DSDrive repose sur un mécanisme à deux “têtes” : le raisonnement et la planification. Les deux partagent le même objectif, prédire les points de passage à venir (waypoints), mais à partir de modalités différentes. Le raisonnement suit une logique « penser puis répondre », tandis que la planification s’exprime sous forme de coordonnées numériques à suivre.

Les auteurs ont conçu un jeu de données structuré, où chaque scène de conduite est accompagnée d’instructions textuelles, d’images, de questions, de réponses argumentées et des waypoints associés. Le modèle apprend ainsi à traduire une perception multimodale en trajectoire concrète, tout en produisant une explication lisible de ses décisions.

De la distillation à la coordination

Le cœur du système repose sur une stratégie de distillation : un modèle de vision-langage de grande taille (Qwen2.5-VL-max) est utilisé pour produire les raisonnements détaillés, qui servent ensuite de référence au modèle compact (Llama-1B). En s’entraînant à imiter ces réponses tout en apprenant à planifier, ce dernier acquiert des compétences avancées à moindre coût.

Pour garantir la cohérence entre les deux tâches, l’équipe a mis en place un module de coordination à “double tête” piloté par les waypoints. Les réponses textuelles et les trajectoires sont entraînées conjointement, dans une logique d’alignement explicite. Cette structure améliore l’interprétabilité sans sacrifier la précision du pilotage.

Des résultats compétitifs en boucle fermée

Le processus explicite de raisonnement et de réponse pour des scénarios de conduite représentatifs du simulateur Carla • Wenru Liu et al.

DSDrive a été testé dans l’environnement de simulation Carla, selon trois scénarios (long, court et très court). Il est comparé à LMDrive, un modèle de référence utilisant soit la même base Llama-1B, soit une version plus lourde (Llama-7B).
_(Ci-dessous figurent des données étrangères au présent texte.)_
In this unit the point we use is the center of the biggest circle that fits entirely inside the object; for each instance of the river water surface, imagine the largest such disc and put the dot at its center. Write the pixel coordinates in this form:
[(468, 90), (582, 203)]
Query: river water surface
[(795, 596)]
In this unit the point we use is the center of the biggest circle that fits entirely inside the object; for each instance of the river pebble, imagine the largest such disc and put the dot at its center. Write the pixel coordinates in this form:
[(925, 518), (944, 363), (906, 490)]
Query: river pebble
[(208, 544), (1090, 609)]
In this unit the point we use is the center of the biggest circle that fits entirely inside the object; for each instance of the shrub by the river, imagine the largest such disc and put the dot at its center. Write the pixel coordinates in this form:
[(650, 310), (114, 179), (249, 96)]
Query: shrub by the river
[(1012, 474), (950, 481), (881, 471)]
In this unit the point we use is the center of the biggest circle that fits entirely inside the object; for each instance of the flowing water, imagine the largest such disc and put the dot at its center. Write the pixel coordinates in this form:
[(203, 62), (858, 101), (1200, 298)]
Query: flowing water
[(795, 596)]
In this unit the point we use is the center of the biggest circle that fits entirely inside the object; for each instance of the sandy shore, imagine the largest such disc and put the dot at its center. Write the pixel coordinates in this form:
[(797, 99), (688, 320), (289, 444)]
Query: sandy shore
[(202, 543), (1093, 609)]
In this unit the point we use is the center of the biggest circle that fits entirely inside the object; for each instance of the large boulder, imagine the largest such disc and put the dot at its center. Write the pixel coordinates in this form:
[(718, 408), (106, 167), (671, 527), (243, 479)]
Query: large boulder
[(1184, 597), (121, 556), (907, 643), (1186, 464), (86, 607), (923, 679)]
Les résultats montrent que DSDrive dépasse systématiquement LMDrive-1B, et rivalise dans plusieurs cas avec LMDrive-7B. Dans les scénarios courts, il atteint 76,2 % de réussite en parcours (RC) contre 52,9 % pour LMDrive-7B, avec un score global de conduite (DS) de 62,1 contre 45,0. Il affiche aussi des taux d’infractions plus bas ou équivalents, sauf sur le respect des lignes, où des améliorations restent nécessaires.

Capable d’expliquer ses décisions

Au-delà des métriques, l’étude met en avant la capacité du modèle à produire des raisonnements explicites dans des environnements variés : intersections, feux tricolores, embouteillages ou virages serrés. DSDrive identifie les obstacles, décrit les feux, justifie ses arrêts et détaille ses changements de direction.

Les tests montrent que ses réponses sont plus précises et plus complètes que celles d’un modèle de taille supérieure, non entraîné à raisonner (Qwen2.5-VL-7B). Notamment, DSDrive intègre systématiquement les waypoints dans ses réponses textuelles, renforçant la cohérence entre ce qu’il prévoit et ce qu’il exécute.

Un modèle léger et robuste

Avec une taille réduite, DSDrive reste compatible avec des déploiements embarqués. Son temps d’inférence est équivalent à celui de LMDrive-1B (0,05 s), et sa consommation mémoire (8082 Mo) reste très inférieure à celle de LMDrive-7B (14,2 Go). Il peut donc fonctionner sur des plateformes embarquées comme les systèmes Nvidia Orin, ouvrant la voie à des applications concrètes.

L’étude conclut que l’intégration explicite du raisonnement dans un modèle compact permet d’améliorer à la fois la transparence, la robustesse et l’efficacité du pilotage autonome. Elle plaide pour un développement parallèle du raisonnement et de la planification, au lieu de les traiter comme des tâches séparées ou séquentielles. À terme, cette approche pourrait servir de base à des systèmes embarqués fiables, explicables et économes en ressources.